A young man can thoughtlessly spend years with an older woman whom he (in his heart of hearts) knows he won't end up spending his life with. She is then too old to have kids while he moves on to another relationship.

I think this kind of age difference, especially with an older woman, can cause a lot of issues with fertility, guilt, power imbalance, and other unpleasant things.

I would probably be worried, though of course there isn't anything you can do. If I really liked her and I felt that they were honest with each other about the issue of having kids, I would be happy with the situation.

Dingleinthevillage · 26/02/2014 10:39

Big age differences are fantastic! My husband is 24 years older than me & always sees me as young (in a nice way!). He's only 11 years younger than my Mum though & I am sometimes a bit Hmm at their conversations about the 60's.

Dawndonnaagain · 26/02/2014 10:39

We are still together 14 years and 2 kids later. My relationship with his family has never recovered.

Same thing here, despite the fact that she was 12 years older than her partner. However, she made it difficult, she was rude to me and rude about me, and hasn't seen her grandchildren since they were about seven.

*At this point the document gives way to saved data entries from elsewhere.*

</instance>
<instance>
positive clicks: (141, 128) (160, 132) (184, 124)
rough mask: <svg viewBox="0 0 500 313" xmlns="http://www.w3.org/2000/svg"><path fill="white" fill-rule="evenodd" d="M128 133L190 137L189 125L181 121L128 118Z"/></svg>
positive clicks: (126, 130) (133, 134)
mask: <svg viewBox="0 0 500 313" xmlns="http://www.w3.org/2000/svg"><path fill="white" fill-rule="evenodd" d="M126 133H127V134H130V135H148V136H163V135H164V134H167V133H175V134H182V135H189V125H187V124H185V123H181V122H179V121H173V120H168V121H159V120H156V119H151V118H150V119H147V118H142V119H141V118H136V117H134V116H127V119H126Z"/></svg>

oldwomaninashoe · 26/02/2014 10:47

Ds1 is 32 his wife is 44, they seem fine and happy and we all love her she is perfect for him!

Meerka · 26/02/2014 12:45

Im 12 years older than my husband and while we were friends for what, 2 years? before anything more, the reason why we stayed only friends was because I had serious reservatoins about the age gap.

I don't think they were unjustified. The experience gap was so great. Fortunately we have the same life goals more or less. HIs mother was also very worried and I understood why. She's now a brilliant friend and little mother to me, as well as being his mother.

It's worked for us (now) because both of us were willing to change and work at the relationship, but the experience gap and the fact I was his first proper gf did cause problems. We're cool now though :)

So I don't think you're being unreasonable, but from the posts on here and from my own experience things can work out well. Maybe be cautiously supportive?